The battle lines are drawn, the players are ready.  Well . . . almost. One of the players is swinging from the goal post, and another won’t leave his mothers lap.  Half the defending team has their backs turned to the ball because the ice cream truck has driven by, three are already making a bee line to their parents screaming to get a treat.  Several players on offence have tackled each other to the ground in fits of giggles and screams.  And we pay to be a part of it.  Every year.

Coaches for preschool soccer have a tough job.  First, they must keep all the children on the field.  This is harder than it sounds. Children move like a group of cats, running in every which direction the wind takes them.  The children that the coaches manage to get on the field then must be herded towards the ball and convinced to kick it in a specific direction, namely, the goal.  There are always one or two that understand how the game works and will dutifully run and usually kick the ball out-of-bounds.  Other duties of the coaches include tying shoe laces, scooping downed children back on their feet, removing children from the goal posts, and being endlessly positive and perky.  They make nowhere near enough for all that.

The only thing that might be more amusing than watching the game is to listen to the parents in the side lines.  At the beginning of the season expectations are high and parents shout and cheer for their little one to kick goals or steal the ball from the other team.  As the season progresses these cheers change to more practical goals like not throwing fits when they don’t get a turn, or when someone breathes on them.  If you closed your eyes you might almost imagine you were at a dog park.  “Where’s the Ball Baby? Get the ball, get the ball!  Good girl! Way to go!” 

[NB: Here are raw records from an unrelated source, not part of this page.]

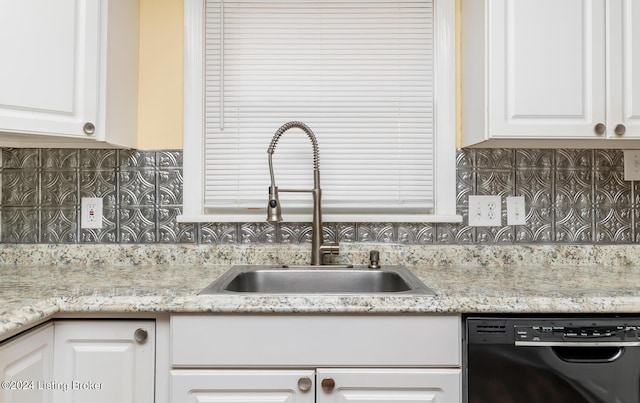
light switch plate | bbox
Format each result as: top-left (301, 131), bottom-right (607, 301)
top-left (624, 150), bottom-right (640, 181)
top-left (507, 196), bottom-right (527, 225)
top-left (469, 196), bottom-right (502, 227)
top-left (80, 197), bottom-right (102, 228)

At times as a parent it is necessary to make a few ridiculous rules to preserve some family dignity.  My #1 rule to my daughter – There is no crying in soccer.  She believed me for about the first five practices before she realized she’d been duped.  Another ridiculous rule – keep your shirt down.  For some reason soccer jerseys only come in one size for the little kids, super large.  The temptation of pulling the circus tent like shirt up and over the head for some is too hard to resist.

In the end, the pictures are taken, the trophies are given, and we all cheer that the season is over.